"Susana" by Mariachi Ghost
(This post is based on the script Mark David Stallard wrotefor The Invisible Song Club live show.)
Note: I’m not going to comment on the lyric because it was written in Spanish, which I don’t understand and certainly can’t speak. And because no one should trust google translate to relay emotion, poetry, and word pictures from one language into another.
“Susana” is an epic emotionally charged modern take on classical Mexican music.
It starts with a lead guitar playing a slow, haunting melody, with trumpets playing in the background. This creates a depth to the atmosphere of the song, that other genres would find hard to come close to. The music seems to hang in the air, expectantly. I’m immediately reminded of 1970s Westerns.

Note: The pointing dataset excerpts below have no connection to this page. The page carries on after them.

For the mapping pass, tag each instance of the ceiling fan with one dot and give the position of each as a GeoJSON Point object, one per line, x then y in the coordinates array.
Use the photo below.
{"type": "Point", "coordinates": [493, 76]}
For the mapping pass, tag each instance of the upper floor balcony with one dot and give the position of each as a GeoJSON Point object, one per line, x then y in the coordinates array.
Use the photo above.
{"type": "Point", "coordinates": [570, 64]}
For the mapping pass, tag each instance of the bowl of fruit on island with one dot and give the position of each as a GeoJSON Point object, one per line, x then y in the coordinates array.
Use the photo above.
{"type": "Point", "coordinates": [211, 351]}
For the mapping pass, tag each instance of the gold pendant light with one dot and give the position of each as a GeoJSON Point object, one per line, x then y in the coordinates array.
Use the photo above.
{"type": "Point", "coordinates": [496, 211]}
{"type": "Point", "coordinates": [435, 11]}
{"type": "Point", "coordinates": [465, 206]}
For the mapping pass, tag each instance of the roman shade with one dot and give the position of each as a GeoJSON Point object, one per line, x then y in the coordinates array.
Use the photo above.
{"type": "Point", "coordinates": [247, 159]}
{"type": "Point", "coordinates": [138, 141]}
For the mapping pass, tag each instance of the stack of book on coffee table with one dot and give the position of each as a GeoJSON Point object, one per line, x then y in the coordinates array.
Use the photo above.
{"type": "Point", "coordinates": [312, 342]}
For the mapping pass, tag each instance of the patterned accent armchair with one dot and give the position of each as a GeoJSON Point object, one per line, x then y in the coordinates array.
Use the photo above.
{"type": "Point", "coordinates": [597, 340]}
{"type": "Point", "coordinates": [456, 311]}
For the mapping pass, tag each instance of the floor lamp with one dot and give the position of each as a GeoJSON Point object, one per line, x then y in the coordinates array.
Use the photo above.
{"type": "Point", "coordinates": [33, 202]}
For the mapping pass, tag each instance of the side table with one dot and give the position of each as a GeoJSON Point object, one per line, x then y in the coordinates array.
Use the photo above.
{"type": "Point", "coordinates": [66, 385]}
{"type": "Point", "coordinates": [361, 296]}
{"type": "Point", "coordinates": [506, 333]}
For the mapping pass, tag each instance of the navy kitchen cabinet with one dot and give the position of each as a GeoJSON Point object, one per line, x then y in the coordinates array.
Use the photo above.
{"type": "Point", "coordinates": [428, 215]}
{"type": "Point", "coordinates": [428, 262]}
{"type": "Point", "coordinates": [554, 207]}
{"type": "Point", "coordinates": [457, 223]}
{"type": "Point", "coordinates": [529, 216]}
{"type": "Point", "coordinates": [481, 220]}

The vocals come in, clear and smooth. The drums playing soft triplets on the hi-hat in the background with an occasional tap on the snare. A rhythm guitar provides a soft Latin groove (which I think is a 4 string Mexican guitar, though I’m not sure of its proper name). Backing vocals join in, mirrored by a horn, and the sound grows in volume and body. The lead vocals reach up, and in unison everything crescendos...
And then it stops.
The 4-string guitar rings out a deliberate rhythm. This is joined by what is either claves or the drummer playing his sicks on the snare rim, a fast, irregular Latin rhythm.
(“the tapping sound is a ‘tarima’, a raised stomping box used in Veracruz mostly, to dance on, and stomp rhythmically, not unlike tap dancing.” From a note Angela received from Rafael Reyes from The Mariachi Ghost)
Then, quite suddenly, the electric guitar rings out a quick flourish and the drums comes in providing a more rocking beat. This section would not be out of place in a fast-paced action movie. The vocals come in, strong and up front. Not smooth as it was before, but fitting with the pace and drive that the song takes on. A powerful guitar lead rings out, melodic, and emotional.
Then the song backs off again, and several voices join in drawing us again in a short respite. But then the lead guitar comes back, this time modulated, with a slower more deliberate melody, which increases in intensity. The song builds and again, before coming down one last time.
The vocals bring the song to a close, ooh-ing the melody played in the intro by the guitar.
This song feels huge. It takes us on the whole gambit of emotions, the highs and the lows. It also hits us with energetic sections, then slows us down, only to bring us back up again--somehow keeping us a little off balance, in an odd satisfying way.
“Susana” is, in many respects, a real roller coaster of a song.